Autorité de la chose jugée : la décision du juge-commissaire sur une demande en restitution de biens s'oppose à une nouvelle demande en référé ayant le même objet (Cass. com. 2014)
Une décision du juge-commissaire sur une demande en restitution de biens acquiert l'autorité de la chose jugée, empêchant toute nouvelle action en référé sur le même objet.
Points clés
- Décision du juge-commissaire sur restitution de biens.

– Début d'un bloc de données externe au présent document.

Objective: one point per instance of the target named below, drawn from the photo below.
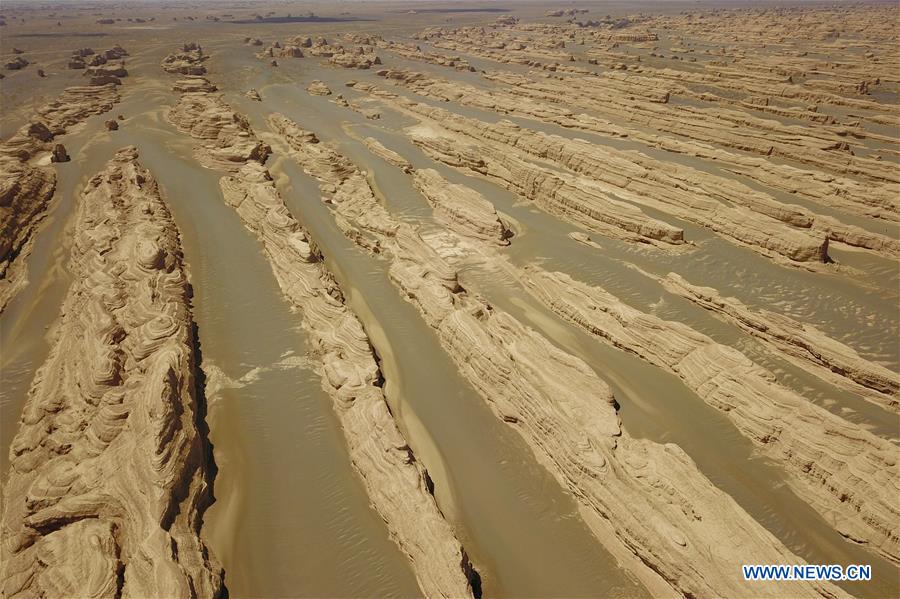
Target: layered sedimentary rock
(395, 480)
(189, 61)
(228, 141)
(685, 192)
(26, 187)
(834, 187)
(646, 503)
(574, 199)
(109, 472)
(76, 104)
(847, 474)
(462, 208)
(802, 343)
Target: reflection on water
(291, 516)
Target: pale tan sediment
(27, 183)
(394, 479)
(846, 473)
(110, 471)
(632, 492)
(801, 343)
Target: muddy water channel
(486, 480)
(291, 517)
(655, 404)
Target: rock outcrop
(27, 188)
(25, 193)
(573, 199)
(395, 480)
(109, 472)
(388, 155)
(646, 502)
(846, 473)
(461, 208)
(801, 343)
(228, 141)
(317, 88)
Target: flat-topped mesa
(828, 188)
(189, 61)
(27, 188)
(228, 140)
(395, 480)
(109, 474)
(847, 474)
(646, 503)
(802, 343)
(25, 193)
(571, 198)
(462, 208)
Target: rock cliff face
(394, 479)
(570, 198)
(228, 141)
(25, 193)
(803, 344)
(462, 208)
(386, 154)
(828, 181)
(109, 470)
(788, 233)
(27, 188)
(847, 474)
(646, 502)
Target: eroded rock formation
(802, 343)
(394, 479)
(844, 472)
(647, 503)
(26, 187)
(109, 472)
(461, 207)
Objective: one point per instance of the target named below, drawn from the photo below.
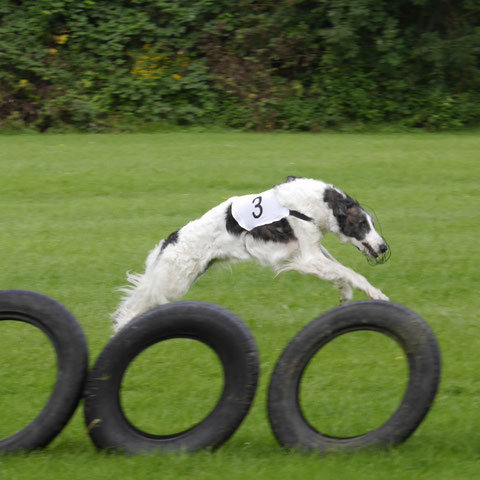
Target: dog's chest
(254, 210)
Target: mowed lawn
(78, 211)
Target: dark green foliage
(287, 64)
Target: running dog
(281, 228)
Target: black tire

- Acquiert l'autorité de la chose jugée.
- Empêche toute nouvelle demande en référé sur le même objet.
Résumé
Ce principe fondamental du droit processuel marocain stipule qu'une décision rendue par le juge-commissaire dans le cadre d'une procédure collective, notamment concernant une demande en restitution de biens, est revêtue de l'autorité de la chose jugée. Cela signifie qu'une fois cette décision devenue définitive, elle lie les parties et interdit qu'une nouvelle demande, ayant le même objet, la même cause et opposant les mêmes parties, soit portée devant une autre juridiction, même en référé. Cette règle garantit la sécurité juridique et la stabilité des décisions de justice.
Texte
Ayant constaté qu'une demande en restitution de biens, objet d'un contrat de crédit-bail, formée contre une entreprise en redressement judiciaire, avait déjà fait l'objet d'une décision de rejet de la part du juge-commissaire, une cour d'appel en déduit à bon droit que l'autorité de la chose jugée attachée à cette décision fait obstacle à ce que la même demande, ayant le même objet et la même cause, soit de nouveau soumise au juge des référés.